Na sexta-feira, encerrando esta passagem da Antropocénica por Portugal, antes de seguir para Cabo Verde, Camila Mota e membros do Teatro da Encruzilhada/Núcleo do Teatro Oficina farão uma performance nas ruínas do Teatro Romano, também em Lisboa, à qual se seguirá O Teatro do Mundo em Mutação – diálogos entre Camila Mota, Silvio Luiz Cordeiro, Dirk Michael Hennrich (filósofo e também organizador da Antropocénica) e as arqueólogas Lídia Fernandes e Maria da Conceição Lopes. A noite termina com um concerto (das 19h45 às 21h45) do UDJAT Ensemble.
A programação inclui ainda na quinta-feira a sessão Antropometrias, Ato de Fala- Ilustrado – Des-medir o humano em tempos de viés, húbris e transe (entre as 10h e as 11h), no Anfiteatro 1 da Faculdade de Letras da Universidade de Lisboa; e uma Reunião Roda Viva (título inspirado na peça e canção de Chico Buarque, de 1967, tendo a peça sido dirigida por Zé Celso) com os temas Ruínas, Terra-Teatro, Muros e Travessias, e Resistência e Reexistência (entre as 16h e as 19h).
Nesta Roda Viva participam Camila Mota (Brasil), Catarina Martins (Portugal), Dirk Michael Hennrich (Alemanha), Filipe Ferreira (Portugal), Inocência Mata (São Tomé e Príncipe), Luanda Francine Garcia da Costa (Brasil), Maria da Conceição Lopes (Portugal), Marinho Pina (Guiné-Bissau) e Silvio Luiz Cordeiro (Brasil).
"Experiência transformadora"
Os organizadores da Antropocénica propõem-se “revelar a memória artística e de luta dessas duas figuras importantíssimas na história do cinema e do teatro, não apenas no Brasil mas no mundo”. O documentarista, arquitecto e editor brasileiro Silvio Luiz Cordeiro, um dos membros da organização, recorda que Glauber e Zé Celso “eram muito amigos e vivenciaram um período de violência em vários níveis, sobretudo durante a ditadura civil-militar no Brasil”.
Ambos acabaram por se exilar e “expuseram em narrativas muito potentes, o histórico sistema de dominação e de poder baseado nas formas de exploração colonial, cuja história esclarece os problemas que persistem até hoje, com ênfase no chamado Sul Global”. Daí a ligação com as temáticas que têm vindo a ser trabalhadas na Antropocénica, sublinha Silvio Cordeiro, que conheceu Zé Celso quando, entre 2000 e 2002, participou na adaptação de Os Sertões, o histórico livro de Euclides da Cunha, pelo Teatro Oficina. “Foi uma experiência transformadora para mim”, afirma.

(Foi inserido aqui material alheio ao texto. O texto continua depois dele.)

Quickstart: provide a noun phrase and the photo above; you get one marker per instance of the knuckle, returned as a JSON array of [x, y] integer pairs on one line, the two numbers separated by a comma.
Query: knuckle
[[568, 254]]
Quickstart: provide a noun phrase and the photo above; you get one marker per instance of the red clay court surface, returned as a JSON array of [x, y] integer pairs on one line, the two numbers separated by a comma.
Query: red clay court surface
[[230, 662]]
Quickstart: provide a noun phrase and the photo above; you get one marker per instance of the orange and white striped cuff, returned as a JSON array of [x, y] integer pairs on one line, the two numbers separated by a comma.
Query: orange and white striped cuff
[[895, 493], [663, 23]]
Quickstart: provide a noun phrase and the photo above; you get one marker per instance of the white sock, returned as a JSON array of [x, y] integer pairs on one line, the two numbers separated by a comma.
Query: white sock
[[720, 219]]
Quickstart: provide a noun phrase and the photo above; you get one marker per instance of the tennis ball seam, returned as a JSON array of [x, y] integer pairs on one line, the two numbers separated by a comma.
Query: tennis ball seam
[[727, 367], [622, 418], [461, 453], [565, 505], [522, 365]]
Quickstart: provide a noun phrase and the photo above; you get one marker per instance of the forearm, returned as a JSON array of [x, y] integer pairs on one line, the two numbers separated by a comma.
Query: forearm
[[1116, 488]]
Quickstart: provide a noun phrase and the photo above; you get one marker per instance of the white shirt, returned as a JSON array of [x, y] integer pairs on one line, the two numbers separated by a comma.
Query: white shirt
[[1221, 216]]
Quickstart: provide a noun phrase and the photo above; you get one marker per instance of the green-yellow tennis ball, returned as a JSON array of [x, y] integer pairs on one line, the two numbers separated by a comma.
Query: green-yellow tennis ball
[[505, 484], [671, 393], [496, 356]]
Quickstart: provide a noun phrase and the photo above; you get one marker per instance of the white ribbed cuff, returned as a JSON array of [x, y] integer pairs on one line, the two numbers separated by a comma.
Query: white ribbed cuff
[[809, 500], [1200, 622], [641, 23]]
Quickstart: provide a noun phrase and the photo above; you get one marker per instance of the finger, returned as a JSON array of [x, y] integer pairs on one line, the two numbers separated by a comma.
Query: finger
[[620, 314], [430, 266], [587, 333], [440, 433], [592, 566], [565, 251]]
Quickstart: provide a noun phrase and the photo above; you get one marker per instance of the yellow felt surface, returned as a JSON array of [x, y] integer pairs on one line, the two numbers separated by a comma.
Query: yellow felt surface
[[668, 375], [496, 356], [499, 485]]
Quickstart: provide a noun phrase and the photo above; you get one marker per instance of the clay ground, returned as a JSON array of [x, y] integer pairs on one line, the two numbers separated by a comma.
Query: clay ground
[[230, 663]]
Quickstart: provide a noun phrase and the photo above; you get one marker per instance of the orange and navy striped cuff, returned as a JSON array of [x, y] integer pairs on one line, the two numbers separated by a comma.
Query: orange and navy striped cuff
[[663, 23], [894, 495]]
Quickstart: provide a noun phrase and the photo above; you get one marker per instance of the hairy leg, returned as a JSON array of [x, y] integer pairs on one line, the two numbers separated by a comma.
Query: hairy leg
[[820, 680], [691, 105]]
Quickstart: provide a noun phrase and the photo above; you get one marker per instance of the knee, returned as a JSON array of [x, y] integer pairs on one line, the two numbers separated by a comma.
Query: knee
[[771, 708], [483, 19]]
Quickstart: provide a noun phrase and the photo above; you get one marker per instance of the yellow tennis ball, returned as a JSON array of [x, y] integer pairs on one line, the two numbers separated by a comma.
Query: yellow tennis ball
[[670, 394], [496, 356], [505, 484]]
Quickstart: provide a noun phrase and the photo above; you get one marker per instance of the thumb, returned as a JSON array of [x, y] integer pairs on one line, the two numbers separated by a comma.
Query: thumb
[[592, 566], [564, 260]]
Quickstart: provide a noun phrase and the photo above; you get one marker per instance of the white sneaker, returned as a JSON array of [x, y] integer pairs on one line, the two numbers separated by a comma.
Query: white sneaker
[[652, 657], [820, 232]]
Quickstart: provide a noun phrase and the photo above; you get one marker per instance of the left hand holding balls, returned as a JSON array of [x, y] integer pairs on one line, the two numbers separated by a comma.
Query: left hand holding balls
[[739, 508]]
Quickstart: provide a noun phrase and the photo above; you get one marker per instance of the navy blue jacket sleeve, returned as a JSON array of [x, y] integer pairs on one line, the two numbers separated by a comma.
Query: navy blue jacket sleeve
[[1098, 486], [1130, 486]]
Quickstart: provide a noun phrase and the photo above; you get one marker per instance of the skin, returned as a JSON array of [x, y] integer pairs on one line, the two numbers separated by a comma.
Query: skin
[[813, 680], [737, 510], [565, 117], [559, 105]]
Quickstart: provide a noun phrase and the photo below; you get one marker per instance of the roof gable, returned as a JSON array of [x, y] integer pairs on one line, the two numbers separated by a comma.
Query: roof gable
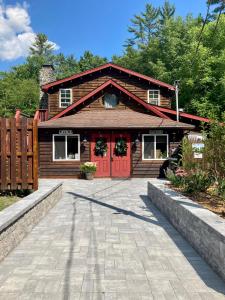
[[147, 106], [105, 66]]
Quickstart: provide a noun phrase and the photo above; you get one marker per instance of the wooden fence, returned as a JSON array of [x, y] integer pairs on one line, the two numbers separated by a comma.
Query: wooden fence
[[18, 154]]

Os Sertões continuam a ser relevantes para os debates de hoje, tal como os filmes de Glauber Rocha Deus e o Diabo na Terra do Sol, Terra em Transe, ou A Idade da Terra. “Toda a crítica que elaboramos durante a trienal Antropocénica está representada de diversos modos nestas obras: o Antropoceno como uma época de produção de ruínas, a exploração colonial, a escravatura, o extractivismo, o patriarcado, são questões centrais para nós”, diz Silvio Cordeiro.
Em 2024, no seu terceiro ano de existência, a Antropocénica apresenta como tema Terra: Resistência e Reexistência e, tendo o seu centro em Cabo Verde, pretende ligar algumas efemérides “como horizonte simbólico e reflexivo”: para além da Revolução dos Cravos de 1974, também o centenário do nascimento de Amílcar Cabral, em 1924, a independência da Guiné-Bissau (1973-74) e os 530 anos do Tratado de Tordesilhas, de 1494.
“Zé Celso não gostava muito do termo ‘resistir’ porque, para ele, apenas resistir era insuficiente, era algo paralisador”, explica Silvio Cordeiro. “Ele falava mais em ‘reexistir’, porque isso já eleva a potência para se transformar aquilo que precisa mudar. A ideia de reexistir traz outra energia, aponta outro engajamento e coloca o ser humano no limite da decisão: ou assume isso, a luta para transformar (e a resistência é uma força necessária), ou morre.”